Laos lies mostly within the Mekong basin, west of the divide, although most of Houaphan Province and a portion of Xiangkhoang Province (where the famous Plain of Jars is located) lie east of the divide. Most of Vietnam lies east of the divide, although Vietnam's Tây Nguyên (Central Highlands) region lies west of the divide, in the Mekong basin.

== Etymology ==
The mountain range is also variously referred to as the Annamese Range, the Annamese Mountains, the Annamese Cordillera, the Annamite Mountains, as well as the Annamite Cordillera. The name "Annam" is the Vietnamese pronunciation and terminology of 安南 (Ān Nán), meaning "the tranquil south" referring to Vietnam. The French adopted the word and used "Annamese" or "Annamite" to refer to the Vietnamese.

==Ecology==
The Annamite mountains form an important tropical seasonal forest global ecoregion, the Annamite Range Moist Forests Ecoregion, which consists of two terrestrial ecoregions, the Southern Annamites montane rain forests and the Northern Annamites rain forests.

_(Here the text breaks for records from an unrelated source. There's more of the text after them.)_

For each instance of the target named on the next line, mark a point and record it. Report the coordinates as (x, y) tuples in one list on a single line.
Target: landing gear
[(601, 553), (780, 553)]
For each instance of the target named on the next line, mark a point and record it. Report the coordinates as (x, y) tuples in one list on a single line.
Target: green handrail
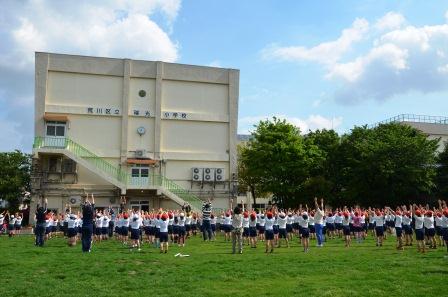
[(113, 171)]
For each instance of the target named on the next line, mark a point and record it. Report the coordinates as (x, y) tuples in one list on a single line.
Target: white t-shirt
[(379, 220), (319, 216), (418, 222), (163, 226), (429, 222), (269, 224), (304, 222), (72, 222), (245, 222), (136, 222), (262, 221), (406, 220), (282, 222), (398, 221)]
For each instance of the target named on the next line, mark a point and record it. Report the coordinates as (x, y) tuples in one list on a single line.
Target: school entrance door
[(140, 205)]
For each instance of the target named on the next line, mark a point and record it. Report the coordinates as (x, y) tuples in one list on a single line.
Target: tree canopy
[(14, 176), (389, 164)]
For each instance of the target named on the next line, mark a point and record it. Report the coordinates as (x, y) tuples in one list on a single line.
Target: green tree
[(279, 159), (246, 181), (442, 173), (14, 176), (324, 180), (390, 164)]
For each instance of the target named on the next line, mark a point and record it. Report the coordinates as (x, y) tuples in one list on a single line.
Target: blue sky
[(319, 64)]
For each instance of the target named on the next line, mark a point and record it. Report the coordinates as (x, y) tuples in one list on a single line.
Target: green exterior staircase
[(117, 176)]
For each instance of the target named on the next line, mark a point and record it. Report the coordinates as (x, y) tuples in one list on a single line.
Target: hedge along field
[(211, 270)]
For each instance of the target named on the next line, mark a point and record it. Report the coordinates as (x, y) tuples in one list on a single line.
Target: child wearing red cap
[(430, 231), (253, 230), (419, 231), (246, 231), (282, 221), (379, 219), (346, 228), (269, 231), (163, 235)]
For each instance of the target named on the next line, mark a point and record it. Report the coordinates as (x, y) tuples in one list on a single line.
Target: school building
[(435, 127), (161, 134)]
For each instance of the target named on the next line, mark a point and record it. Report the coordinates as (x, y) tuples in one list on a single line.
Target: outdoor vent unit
[(197, 174), (209, 174), (74, 200), (219, 174), (140, 153)]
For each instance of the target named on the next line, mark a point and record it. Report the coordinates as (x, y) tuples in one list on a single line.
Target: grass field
[(211, 270)]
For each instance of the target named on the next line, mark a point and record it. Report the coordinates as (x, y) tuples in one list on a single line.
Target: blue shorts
[(346, 230), (398, 231), (269, 235), (282, 233), (181, 230), (445, 234), (253, 231), (124, 231), (430, 232), (420, 234), (305, 233), (379, 231), (71, 232), (135, 234), (163, 236), (407, 229)]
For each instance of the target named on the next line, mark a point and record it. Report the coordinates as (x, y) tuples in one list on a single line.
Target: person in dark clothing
[(88, 211), (41, 212)]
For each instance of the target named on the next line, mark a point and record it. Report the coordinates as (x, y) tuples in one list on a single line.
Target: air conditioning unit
[(197, 174), (219, 174), (74, 200), (140, 153), (209, 174)]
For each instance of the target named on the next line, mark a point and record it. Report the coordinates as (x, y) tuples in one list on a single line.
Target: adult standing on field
[(40, 223), (206, 217), (319, 221), (88, 210)]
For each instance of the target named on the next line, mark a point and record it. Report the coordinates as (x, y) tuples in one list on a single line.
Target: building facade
[(160, 134)]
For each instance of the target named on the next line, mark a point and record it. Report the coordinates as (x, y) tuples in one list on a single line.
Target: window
[(55, 129), (138, 171), (53, 164), (68, 166)]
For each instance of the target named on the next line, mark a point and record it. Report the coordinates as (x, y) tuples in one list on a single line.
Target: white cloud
[(313, 122), (390, 20), (215, 63), (397, 59), (118, 28), (115, 28), (326, 52)]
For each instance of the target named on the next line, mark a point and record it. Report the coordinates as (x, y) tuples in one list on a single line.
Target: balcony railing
[(414, 118), (116, 172)]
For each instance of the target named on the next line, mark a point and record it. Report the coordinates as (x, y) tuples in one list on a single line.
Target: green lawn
[(112, 270)]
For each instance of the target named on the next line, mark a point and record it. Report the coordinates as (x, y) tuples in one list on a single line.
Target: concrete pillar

The range is home to rare creatures such as the recently discovered Annamite rabbit and the antelope-like saola, the Douc langur, the large gaur, the Chinese pangolin, and formerly the Indochinese tiger.

==History==
Most of the highlands like the Annamite Range and the Central Highlands were populated by ethnic minorities who were not Vietnamese during the beginning of the 20th century. The demographics were drastically transformed with the arrival of 6 million settlers from 1976 to the 1990s, which led to ethnic Vietnamese Kinh outnumbering the native ethnic groups in the highlands.